This review was originally published at the site now known as on December 17, 2010.


A common refrain, in the early criticism of Black Swan, has been that filmmaker Darren Aronofsky has reworked his previous film, The Wrestler, to be set in the world of ballet.  This is lazy criticism.  Yes, both films chronicle the unraveling of protagonists involved in an athletically inclined profession.  Both professions in question, professional wrestling and ballet, are the centers of microcosmic worlds occupied by obsessive individuals.  But there the connective tissue begins to disintegrate.  With The Wrestler, Aronofsky demonstrated that there is more to him artistically than merely being a craftsman of the psycho-traumatic.  Utterly character and performance based, The Wrestler presented a grittier, more grounded aesthetic than ever before, with no post-production flourishes of any kind.  That film worked beautifully, and having gotten it out of his system, Aronofsky has once again unapologetically dialed up the visual style – albeit in a masterfully subtle way – with his follow up, Black Swan.

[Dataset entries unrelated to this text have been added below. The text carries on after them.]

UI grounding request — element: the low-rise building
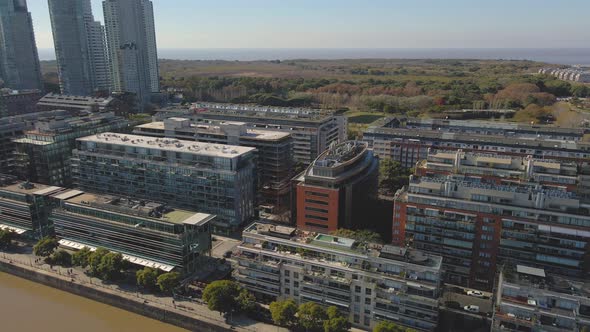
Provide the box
[13,111,129,186]
[0,89,43,118]
[292,141,379,233]
[49,190,215,275]
[133,118,293,212]
[0,176,65,239]
[71,133,256,232]
[392,150,590,290]
[234,223,442,331]
[492,265,590,332]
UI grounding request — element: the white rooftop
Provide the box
[78,133,256,158]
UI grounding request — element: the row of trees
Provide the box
[270,300,350,332]
[33,237,180,293]
[0,229,16,250]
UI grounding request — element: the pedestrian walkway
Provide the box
[0,247,288,332]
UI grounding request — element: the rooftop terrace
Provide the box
[244,222,442,268]
[78,133,256,158]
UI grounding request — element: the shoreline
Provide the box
[0,257,247,332]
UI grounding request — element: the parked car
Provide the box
[463,304,479,313]
[467,291,483,297]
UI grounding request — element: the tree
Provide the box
[33,237,59,257]
[72,247,92,268]
[0,229,16,249]
[297,302,327,331]
[324,317,350,332]
[379,158,411,195]
[98,252,124,281]
[88,248,109,277]
[156,272,180,293]
[270,300,297,327]
[203,280,241,313]
[49,250,72,267]
[373,320,416,332]
[135,267,160,290]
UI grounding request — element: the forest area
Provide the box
[43,59,590,124]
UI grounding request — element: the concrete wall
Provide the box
[0,261,232,332]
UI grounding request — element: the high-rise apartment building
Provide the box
[49,190,215,275]
[292,141,379,233]
[133,118,294,212]
[49,0,110,96]
[154,103,348,165]
[393,150,590,290]
[0,0,43,90]
[492,265,590,332]
[363,118,590,168]
[103,0,160,109]
[71,133,256,232]
[234,223,442,331]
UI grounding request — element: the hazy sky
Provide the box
[28,0,590,48]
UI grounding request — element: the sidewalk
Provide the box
[0,247,288,332]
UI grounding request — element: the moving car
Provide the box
[467,291,483,297]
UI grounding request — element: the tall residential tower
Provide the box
[49,0,110,96]
[0,0,43,90]
[103,0,160,108]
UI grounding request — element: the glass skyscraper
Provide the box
[0,0,43,90]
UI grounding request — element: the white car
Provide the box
[467,291,483,297]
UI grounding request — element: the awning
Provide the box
[0,224,29,235]
[58,239,174,272]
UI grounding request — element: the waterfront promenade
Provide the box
[0,246,288,332]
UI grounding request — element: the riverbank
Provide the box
[0,253,286,332]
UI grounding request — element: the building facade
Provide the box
[13,112,129,186]
[103,0,160,109]
[49,190,215,275]
[37,93,118,112]
[0,0,44,90]
[133,118,294,212]
[234,223,442,331]
[154,103,348,165]
[0,111,68,175]
[492,265,590,332]
[392,150,590,290]
[363,118,590,168]
[72,133,256,231]
[0,175,65,239]
[0,89,43,118]
[292,141,379,233]
[49,0,110,96]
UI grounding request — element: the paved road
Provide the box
[0,247,288,332]
[211,235,241,258]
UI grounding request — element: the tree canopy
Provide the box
[156,272,180,293]
[270,300,298,327]
[297,302,328,331]
[373,320,416,332]
[33,237,59,257]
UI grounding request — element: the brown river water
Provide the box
[0,272,186,332]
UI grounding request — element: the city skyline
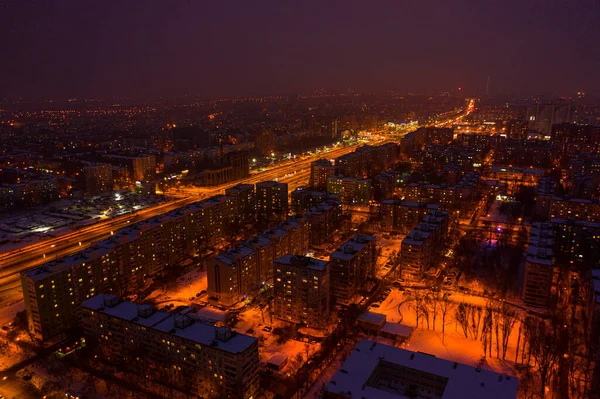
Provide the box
[0,1,600,100]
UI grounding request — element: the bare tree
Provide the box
[410,290,424,328]
[500,302,517,360]
[429,291,442,331]
[455,302,469,338]
[421,294,431,330]
[530,323,560,397]
[440,293,454,343]
[515,319,523,363]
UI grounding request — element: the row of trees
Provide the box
[406,290,593,398]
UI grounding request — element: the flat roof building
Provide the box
[324,340,519,399]
[80,295,259,399]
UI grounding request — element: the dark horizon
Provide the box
[0,0,600,100]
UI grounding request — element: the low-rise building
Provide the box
[400,210,448,279]
[21,195,232,340]
[380,199,439,234]
[330,234,377,302]
[523,223,556,306]
[80,295,259,399]
[225,184,256,225]
[207,218,309,306]
[327,176,373,205]
[304,201,342,245]
[324,340,519,399]
[256,181,289,228]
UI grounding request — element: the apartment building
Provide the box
[535,176,554,220]
[523,223,557,306]
[84,164,113,195]
[380,199,440,234]
[80,295,260,399]
[21,195,232,340]
[400,210,448,279]
[327,176,373,205]
[273,255,330,328]
[304,201,343,245]
[207,218,308,306]
[290,186,340,215]
[329,234,377,302]
[323,339,519,399]
[0,178,60,212]
[401,172,481,210]
[310,159,335,191]
[256,181,289,228]
[550,196,600,222]
[225,184,256,225]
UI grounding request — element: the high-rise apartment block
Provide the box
[327,176,373,206]
[80,295,260,399]
[380,199,439,234]
[290,186,340,215]
[323,339,519,399]
[329,234,377,302]
[84,164,113,195]
[256,181,289,228]
[21,195,232,340]
[400,210,448,279]
[225,184,256,225]
[304,201,343,245]
[273,255,330,328]
[523,223,557,306]
[310,159,335,190]
[207,218,309,306]
[107,155,156,182]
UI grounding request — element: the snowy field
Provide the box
[146,268,208,306]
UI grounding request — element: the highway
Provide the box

Natalie Portman turns in a career highlight performance as Nina Sayers, a young member of a New York City ballet troop.  Nina is equally inconspicuous and insecure, which makes it all the more surprising when the ballet’s imposing artistic director Thomas Leroy (played brilliantly by Vincent Cassel) taps her for the lead in his re-imagining of Swan Lake.  Leroy knows full well that Nina is perfect for the White Swan aspect of the performance, as virginal and introverted as she is.  It’s steering her to an effective realization of the character’s flip side – the dark and troubled Black Swan that is his true challenge.  Although Leroy’s true motives in casting Nina are not absolutely clear, it’s safe to say that based upon his basking in the abusive control he levels upon her, that this challenge is something he savors.

Tragically, Nina can never celebrate the opportunity that this lead role brings to her.  Instead, it only serves to trap her all the more.  Already a lifelong victim of her emotionally abusive single mother, her longtime social and mental isolation is replaced with a delusional flurry of late-term rebellion.  The notion of “reality” is as uncertain to the film’s audience as it is to Nina, as instability fueled by drinking, drugs, sex, bizarre hallucinations and grotesque imagery eek their way into the fabric of everything.  (If the film has a glaring misstep, it would be the exact, on-the-nose nature of these hallucinations.)  Further complicating matters is Nina’s relationship with her rival-turned-uneasy confidant, Lily (played with astonishing confidence by Mila Kunis).   

Aronofsky has attempted something grandly different with Black Swan, detailing at once the harsh realities of life in the ballet (bloody toes, tricked-out slippers, etc.) while infusing them with a deceptively sure-handed stylization that permeates every frame, every moment of the film.  Even the many handheld camera shots are framed intentionally and precisely.  The carefully controlled color palate of black/white/grey (most powerfully displayed in Leroy’s dwelling and vicinity) is punctuated by the sickliest of washed-out geriatric pink hues peppered throughout scenes in the ballet world and Nina’s home.  These flourishes, while effective through and through, never call attention to themselves in a loud way.  It all adds up to making the tragedy of Black Swan an artistic cinematic success in every sense.  It is a dark and rich film experience that won’t be soon forgotten.